El moho en la ropa no solo deteriora las fibras de las telas, sino que también genera olores difíciles de quitar si no se trata a tiempo.

El moho en la ropa no solo deteriora las fibras de las telas, sino que también genera olores difíciles de quitar si no se trata a tiempo.
Seguro te ha pasado más de una vez: vas a sacar esa camisa o pantalón que tenías guardado desde hace tiempo y te encuentras con un olor a humedad insoportable y unas molestas manchas oscuras. El moho aparece casi sin darnos cuenta, ya sea por dejar la ropa olvidada en la lavadora, tender en días lluviosos o guardar las prendas cuando aún no se han secado del todo.
La buena noticia es que no tienes por qué dar la prenda por perdida. Con algunos trucos sencillos y productos que seguro ya tienes en casa, puedes dejarla como nueva.

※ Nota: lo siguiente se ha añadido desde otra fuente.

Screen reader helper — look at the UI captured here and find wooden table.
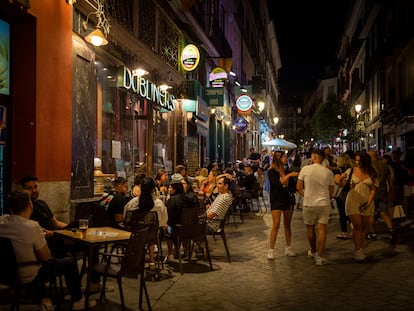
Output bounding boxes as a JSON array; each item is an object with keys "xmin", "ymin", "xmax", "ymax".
[{"xmin": 54, "ymin": 227, "xmax": 131, "ymax": 310}]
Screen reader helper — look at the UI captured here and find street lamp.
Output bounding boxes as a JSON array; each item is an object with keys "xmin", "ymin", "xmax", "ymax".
[{"xmin": 354, "ymin": 104, "xmax": 362, "ymax": 150}]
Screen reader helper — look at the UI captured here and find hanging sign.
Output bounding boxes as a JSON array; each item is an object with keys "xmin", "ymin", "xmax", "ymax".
[
  {"xmin": 181, "ymin": 44, "xmax": 200, "ymax": 71},
  {"xmin": 209, "ymin": 67, "xmax": 228, "ymax": 87},
  {"xmin": 233, "ymin": 117, "xmax": 248, "ymax": 133},
  {"xmin": 236, "ymin": 95, "xmax": 253, "ymax": 114}
]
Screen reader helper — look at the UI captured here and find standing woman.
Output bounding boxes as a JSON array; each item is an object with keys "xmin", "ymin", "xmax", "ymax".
[
  {"xmin": 267, "ymin": 151, "xmax": 299, "ymax": 259},
  {"xmin": 344, "ymin": 151, "xmax": 378, "ymax": 261}
]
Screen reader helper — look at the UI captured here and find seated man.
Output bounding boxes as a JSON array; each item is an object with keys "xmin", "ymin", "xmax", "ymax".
[
  {"xmin": 20, "ymin": 175, "xmax": 68, "ymax": 237},
  {"xmin": 0, "ymin": 191, "xmax": 96, "ymax": 310},
  {"xmin": 206, "ymin": 175, "xmax": 233, "ymax": 233}
]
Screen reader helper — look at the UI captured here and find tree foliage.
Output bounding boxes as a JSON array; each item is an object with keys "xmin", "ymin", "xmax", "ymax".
[{"xmin": 310, "ymin": 97, "xmax": 355, "ymax": 144}]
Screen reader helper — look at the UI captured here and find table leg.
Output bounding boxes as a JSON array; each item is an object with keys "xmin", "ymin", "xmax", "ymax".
[{"xmin": 85, "ymin": 245, "xmax": 94, "ymax": 310}]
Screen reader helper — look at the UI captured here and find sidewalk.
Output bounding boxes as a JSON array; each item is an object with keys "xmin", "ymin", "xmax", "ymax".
[
  {"xmin": 5, "ymin": 196, "xmax": 414, "ymax": 311},
  {"xmin": 99, "ymin": 194, "xmax": 414, "ymax": 311}
]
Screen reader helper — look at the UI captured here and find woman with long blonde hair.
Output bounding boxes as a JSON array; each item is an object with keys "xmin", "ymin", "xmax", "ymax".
[{"xmin": 267, "ymin": 151, "xmax": 299, "ymax": 260}]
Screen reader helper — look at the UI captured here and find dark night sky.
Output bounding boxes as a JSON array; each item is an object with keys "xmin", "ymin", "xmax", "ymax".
[{"xmin": 268, "ymin": 0, "xmax": 349, "ymax": 100}]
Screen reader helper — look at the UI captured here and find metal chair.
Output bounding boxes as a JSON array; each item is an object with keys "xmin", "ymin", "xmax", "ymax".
[
  {"xmin": 94, "ymin": 227, "xmax": 151, "ymax": 310},
  {"xmin": 124, "ymin": 209, "xmax": 163, "ymax": 271},
  {"xmin": 174, "ymin": 207, "xmax": 213, "ymax": 274}
]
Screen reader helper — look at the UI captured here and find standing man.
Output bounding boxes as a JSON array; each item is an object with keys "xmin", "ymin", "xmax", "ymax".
[{"xmin": 296, "ymin": 149, "xmax": 335, "ymax": 266}]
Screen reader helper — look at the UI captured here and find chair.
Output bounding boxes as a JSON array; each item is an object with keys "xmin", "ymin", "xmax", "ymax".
[
  {"xmin": 94, "ymin": 228, "xmax": 151, "ymax": 310},
  {"xmin": 174, "ymin": 206, "xmax": 213, "ymax": 274},
  {"xmin": 124, "ymin": 209, "xmax": 163, "ymax": 270},
  {"xmin": 207, "ymin": 206, "xmax": 231, "ymax": 263},
  {"xmin": 0, "ymin": 237, "xmax": 62, "ymax": 311}
]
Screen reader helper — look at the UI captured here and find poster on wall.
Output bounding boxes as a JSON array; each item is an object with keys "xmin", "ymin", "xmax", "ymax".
[{"xmin": 0, "ymin": 19, "xmax": 10, "ymax": 95}]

Paso a paso para eliminar el moho
Saca la prenda al aire libre: Antes de mojarla o aplicar cualquier producto, lleva la ropa a un lugar ventilado (el patio o el balcón) y frota suavemente las manchas secas con un cepillo de cerdas suaves. Esto ayuda a desprender el exceso de hongo sin esparcir las esporas dentro de la casa.
El poder del vinagre blanco: Para las manchas iniciales y el mal olor, el vinagre es tu mejor aliado. Pon la prenda en una pana o cubeta con agua tibia y agrégale una taza de vinagre blanco. Déjala en remojo entre una y dos horas. El ácido del vinagre elimina la bacteria del hongo de raíz.
Para las manchas más rebeldes: Si el moho lleva tiempo en la tela, prueba con una pasta casera. Mezcla un poco de bicarbonato de sodio con agua (o vinagre) hasta formar una mezcla espesa, colócala directamente sobre la mancha y frota con cuidado. Otra opción tradicional para prendas claras es aplicar jugo de limón con un poco de sal sobre la zona afectada.
Lávala como de costumbre: Mete la prenda a la lavadora con tu detergente habitual. Si la etiqueta de la ropa lo permite, usa agua caliente para terminar de desinfectar la tela.
Sécala al sol: Olvídate de la secadora en este paso. Lo ideal es tender la ropa directamente bajo el sol, ya que los rayos ultravioleta funcionan como un desinfectante natural y eliminan cualquier rastro de humedad sobrante.
Evita dejar la ropa húmeda apilada en el cesto o dentro de la lavadora por varias horas, y asegúrate de que cada prenda esté completamente seca antes de doblarla y guardarla en el closet. Si notas humedad en tus armarios, abrelos de vez en cuando para que circule el aire.